Despite its promise to speed up generic approvals, drug makers said that so far the law has had the opposite effect.
“Since the implementation of GDUFA, there have been some improvements, but in most areas GDUFA was designed to address — and especially in the timely handling of new drug applications — things are measurably worse than they were before the FDA began receiving hundreds of millions of dollars a year in new user fees,” John Ducker, president and CEO at generic drug maker Fresenius Kabi USA, told the FDA panel.
“Generic medicines have saved U.S. payers and patients about $1.5 trillion over the last 10 years. In the years ahead, savings like this will only be possible by more timely approval of generic medicines,” he said.
Where GDUFA has succeeded, GPhA and its member said, has been in prioritizing approvals of generic drugs that can provide the greatest public health benefits. For instance, Ducker said that in some cases, Fresenius Kabi’s products have been approved in a few weeks, enabling the company to help alleviate critical shortages.
However, he stressed, approval times for drugs that are not in short supply tell a different story.
Fresenius Kabi, for example, has more than 50 abbreviated new drug applications pending review.
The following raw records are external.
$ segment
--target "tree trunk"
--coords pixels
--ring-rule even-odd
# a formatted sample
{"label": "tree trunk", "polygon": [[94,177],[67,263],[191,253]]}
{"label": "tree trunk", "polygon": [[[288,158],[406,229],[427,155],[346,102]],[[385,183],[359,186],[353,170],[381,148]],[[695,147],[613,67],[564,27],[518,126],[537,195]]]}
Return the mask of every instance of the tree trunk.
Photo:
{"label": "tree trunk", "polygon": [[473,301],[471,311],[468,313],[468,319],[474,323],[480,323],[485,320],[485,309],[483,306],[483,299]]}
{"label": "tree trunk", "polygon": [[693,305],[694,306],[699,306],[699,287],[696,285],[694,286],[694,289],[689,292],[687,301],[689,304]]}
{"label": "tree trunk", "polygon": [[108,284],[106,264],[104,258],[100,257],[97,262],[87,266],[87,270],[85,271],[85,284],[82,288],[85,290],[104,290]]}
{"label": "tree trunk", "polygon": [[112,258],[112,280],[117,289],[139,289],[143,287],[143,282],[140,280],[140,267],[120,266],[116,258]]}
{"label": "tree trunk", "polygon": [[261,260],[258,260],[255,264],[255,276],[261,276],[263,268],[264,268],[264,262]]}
While the company has not targeted a date to bring these products to market, Ducker said he fears long delays because of the FDA’s plans to begin focusing on new submissions in order to meet what it said are obligatory performance metrics.
Proponents of generic drugs said that the key to making GDUFA work the way it was designed is to increase the lines of communication betweeen the FDA and drug makers. Regulators’ concerns, they stressed, can only be addressed when the drug companies are aware of them.
“GPhA believes a significant portion of the issues identified during the technical reviews can be classified as easily correctable deficiencies and communicated to applicants during the review process,” Gaugh said. “The industry is able to respond to ECDs in a short period of time — on the average, less than five days upon receipt of the ECD — which can facilitate the review process and enhance efficiencies for both the agency and industry.”